I cringe to think this passage would apply to me if I were not educated from an early age and quite familiar with man-made atrocities, yet it helps me to see, if but a glimpse, what the vast sea of people feel who cannot bring themselves to believe my life was as I say. They get to choose. They get to take the softer easier road of non-belief. They get to ease their minds and let it go and forget and move on because of course my story never happened. Of course, the accused is innocent, of course, he/she would never…

And yet it happened and the only one to pay is the victim who has already paid and paid and paid. We are the ones to come to drink and drug, or have too much sex, or freeze our hearts and bodies. We are the ones who feel the shame and the guilt and cannot trust or let down our guard. We are the ones who come to believe in the deepest part of us, that we are bad, soiled, evil.

It is all backwards and upside down. And it is vile.

It never occurred to me when I first began to tell my life story that I would not be believed. I was there, it was my body, my mind, my heart, and yet the cards were stacked in favor of my brothers from the beginning, before the beginning just by the fact that people will rather believe these atrocities do not happen.
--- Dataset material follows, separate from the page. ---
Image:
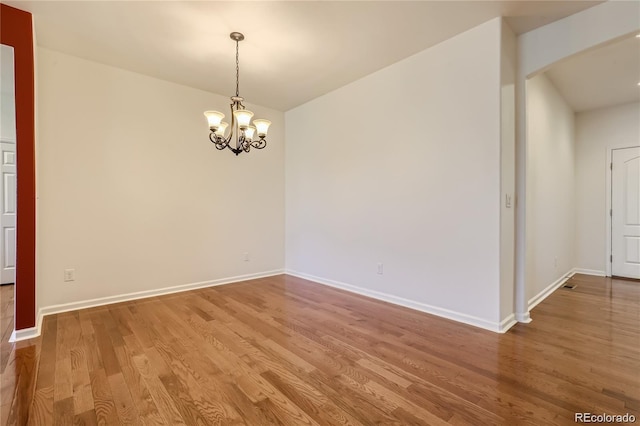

But atrocities do happen. And someone has to pay. So far, it is nearly always the victim, even more so if he/she dares to speak out. The perpetrators live their lives secure in the fact that victims are rarely believed. They get away with it and never care a whit about those they have broken.

When my sister, Valerie died several of my brothers were over heard at her memorial discussing how bad it would be if people were to find out what they had done. Where was their care for the tortured sister? But they were worried about me and my speaking out so boldly.

I see now there is little I can do. It makes me angry. It makes me sad. It makes my heart hurt for the many millions of abused children who do now, and always will grow up broken inside, while the perpetrators smile sweetly and say “Who, me?”